Despite the promising findings, the work also outlines limitations related to pretraining, fine-tuning, and contextual understanding of LLMs when applied to numerical optimization tasks. The apparent inversion of the scaling law observed, where smaller models outperformed larger ones in optimization tasks, opens up intriguing questions regarding the underlying mechanics of LLMs in non-linguistic applications. Future research directions could focus on a deeper understanding of these phenomena, development of benchmarks specific to LLM-driven optimization, and exploration into evolving tokenization techniques that are more amenable to numerical representations.
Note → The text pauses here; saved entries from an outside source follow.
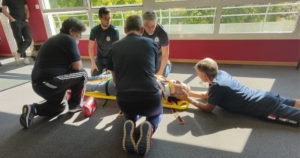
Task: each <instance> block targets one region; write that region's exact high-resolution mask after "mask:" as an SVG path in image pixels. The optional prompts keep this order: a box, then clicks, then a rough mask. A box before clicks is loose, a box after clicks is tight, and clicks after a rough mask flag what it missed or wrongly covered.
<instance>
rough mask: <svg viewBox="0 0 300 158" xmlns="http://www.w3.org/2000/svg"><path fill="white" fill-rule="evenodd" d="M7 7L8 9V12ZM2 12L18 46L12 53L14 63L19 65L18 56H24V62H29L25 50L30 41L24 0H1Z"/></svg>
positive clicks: (29, 43)
mask: <svg viewBox="0 0 300 158" xmlns="http://www.w3.org/2000/svg"><path fill="white" fill-rule="evenodd" d="M7 9H9V12H8V10H7ZM2 12H3V14H4V15H5V16H6V17H7V18H8V19H9V22H10V27H11V30H12V32H13V35H14V37H15V40H16V43H17V46H18V50H17V52H14V53H13V55H14V57H15V60H16V64H17V65H19V58H20V57H23V58H24V64H26V65H27V64H30V61H29V59H28V57H27V56H26V52H25V51H26V49H27V48H28V47H29V46H30V45H31V43H32V37H31V32H30V29H29V25H28V22H29V10H28V7H27V3H26V0H3V2H2Z"/></svg>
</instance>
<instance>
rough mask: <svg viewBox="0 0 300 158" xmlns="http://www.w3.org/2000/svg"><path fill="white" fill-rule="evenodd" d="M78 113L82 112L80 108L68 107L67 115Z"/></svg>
mask: <svg viewBox="0 0 300 158" xmlns="http://www.w3.org/2000/svg"><path fill="white" fill-rule="evenodd" d="M79 111H82V107H81V106H77V107H75V108H71V107H69V113H76V112H79Z"/></svg>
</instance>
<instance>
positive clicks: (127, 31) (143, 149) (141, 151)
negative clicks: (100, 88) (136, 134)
mask: <svg viewBox="0 0 300 158" xmlns="http://www.w3.org/2000/svg"><path fill="white" fill-rule="evenodd" d="M143 31H144V29H143V22H142V19H141V17H139V16H138V15H131V16H129V17H128V18H127V19H126V25H125V33H126V34H127V36H126V37H124V38H122V39H121V40H119V41H117V42H115V43H113V44H112V47H111V50H110V54H109V61H108V70H110V71H111V73H112V76H113V83H114V84H115V88H116V91H117V96H116V97H117V103H118V106H119V108H120V109H121V111H122V112H123V116H124V118H125V120H126V121H125V123H124V137H123V148H124V150H126V151H128V152H134V151H135V150H136V151H137V152H138V153H139V154H141V155H145V154H147V152H148V151H149V149H150V143H151V137H152V134H153V132H155V131H156V129H157V126H158V124H159V122H160V121H161V118H162V113H163V107H162V103H161V99H162V95H161V93H160V92H159V87H158V85H157V83H156V77H155V65H156V62H157V55H158V48H157V44H156V42H155V41H154V40H152V39H150V38H146V37H142V36H141V35H142V33H143ZM139 115H141V116H146V121H145V122H143V123H142V124H141V126H140V129H139V130H140V131H141V133H140V138H139V139H138V141H137V143H135V141H134V140H135V135H134V133H135V132H134V131H135V122H136V121H137V119H138V117H139Z"/></svg>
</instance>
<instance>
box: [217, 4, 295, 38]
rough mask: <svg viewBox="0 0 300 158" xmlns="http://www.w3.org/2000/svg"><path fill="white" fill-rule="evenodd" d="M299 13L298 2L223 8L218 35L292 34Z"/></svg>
mask: <svg viewBox="0 0 300 158" xmlns="http://www.w3.org/2000/svg"><path fill="white" fill-rule="evenodd" d="M299 11H300V2H283V3H267V4H256V5H255V4H251V5H242V6H225V7H223V8H222V16H221V25H220V33H268V32H292V31H294V29H295V26H296V22H297V20H298V19H297V17H298V13H299Z"/></svg>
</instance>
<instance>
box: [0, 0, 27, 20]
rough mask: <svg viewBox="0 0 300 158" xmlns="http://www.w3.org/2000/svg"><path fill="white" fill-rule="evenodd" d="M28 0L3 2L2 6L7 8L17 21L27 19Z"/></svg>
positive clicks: (3, 0) (6, 1)
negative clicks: (26, 5)
mask: <svg viewBox="0 0 300 158" xmlns="http://www.w3.org/2000/svg"><path fill="white" fill-rule="evenodd" d="M26 4H27V3H26V0H3V1H2V6H7V7H8V9H9V14H10V15H11V16H12V17H13V18H14V19H16V20H22V21H24V20H25V19H26V13H25V5H26Z"/></svg>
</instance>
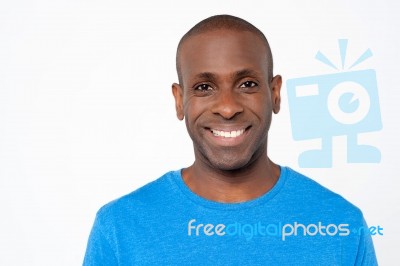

Ethical and Monitoring Considerations

Given the exploration of LLMs in autonomous optimization, ethical considerations and monitoring of their operational boundaries become paramount. Ensuring responsible use and understanding the implications of deploying such powerful models in autonomous or semi-autonomous decision-making processes is critical to mitigate undesired consequences or exploitations.

In conclusion, this paper embarks on an exploratory journey, expanding the horizons of LLM applications into evolutionary strategies and optimization, opening up novel avenues for research and application of generative AI models.